I understand man’s need for community, although I haven’t always embraced it.  I read recently that when God created us, he made us in such a way that we would need him, and that we would also need the presence of God that dwells in others.  If there is a single lesson for each individual that is placed on this earth, that one is probably mine.  Here’s why.
When my ire is raised, it is usually over my feeling that someone else isn’t doing their part.  My rants usually consists of phrases like, “why don’t people just do the right thing,” and “if everything didn’t get dumped in my lap,” and “unbelievably selfish of them,” and the list goes on.  When I get on one of those rants, I’m ready to take on Lucifer himself for choosing to do the wrong thing while he had Paradise at his fingertips.  “Look at how far I’ve come in spite of my circumstances,” I say.  “I would have thrived in Paradise!”  I get pretty smug about the whole thing.

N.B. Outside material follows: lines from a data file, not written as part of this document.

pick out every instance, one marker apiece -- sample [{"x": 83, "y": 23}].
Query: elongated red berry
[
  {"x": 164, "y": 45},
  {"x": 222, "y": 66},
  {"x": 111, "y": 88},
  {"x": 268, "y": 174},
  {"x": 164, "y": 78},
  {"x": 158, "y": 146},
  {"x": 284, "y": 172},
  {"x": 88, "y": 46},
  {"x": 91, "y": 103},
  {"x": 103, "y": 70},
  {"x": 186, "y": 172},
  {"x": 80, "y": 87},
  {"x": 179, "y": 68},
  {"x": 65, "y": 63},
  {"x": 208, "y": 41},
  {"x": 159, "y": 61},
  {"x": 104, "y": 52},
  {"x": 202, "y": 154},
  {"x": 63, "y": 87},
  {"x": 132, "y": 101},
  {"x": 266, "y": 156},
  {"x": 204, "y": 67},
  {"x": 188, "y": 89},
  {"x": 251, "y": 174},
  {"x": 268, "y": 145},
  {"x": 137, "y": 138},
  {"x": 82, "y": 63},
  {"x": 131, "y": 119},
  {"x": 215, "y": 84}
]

The Bible says Lucifer fell because he no longer believed he needed God.  That’s usually when I mess up: when I try to tackle things on my own.  In his book, Junger tells of an interview with a journalist who went through the conflict in Bosnia, during which the town of Sarajevo was under siege from 1992 to 1996.  The journalist confessed, “We were better people during the siege.”  She went on to say it was because they needed each other during the conflict. 
Maybe, that is my answer for being put here on planet earth.  I need to learn that I need God and I need the presence of God that is found in others.  Maybe, it’s so I won’t enter Heaven with a smug attitude and end up like Lucifer.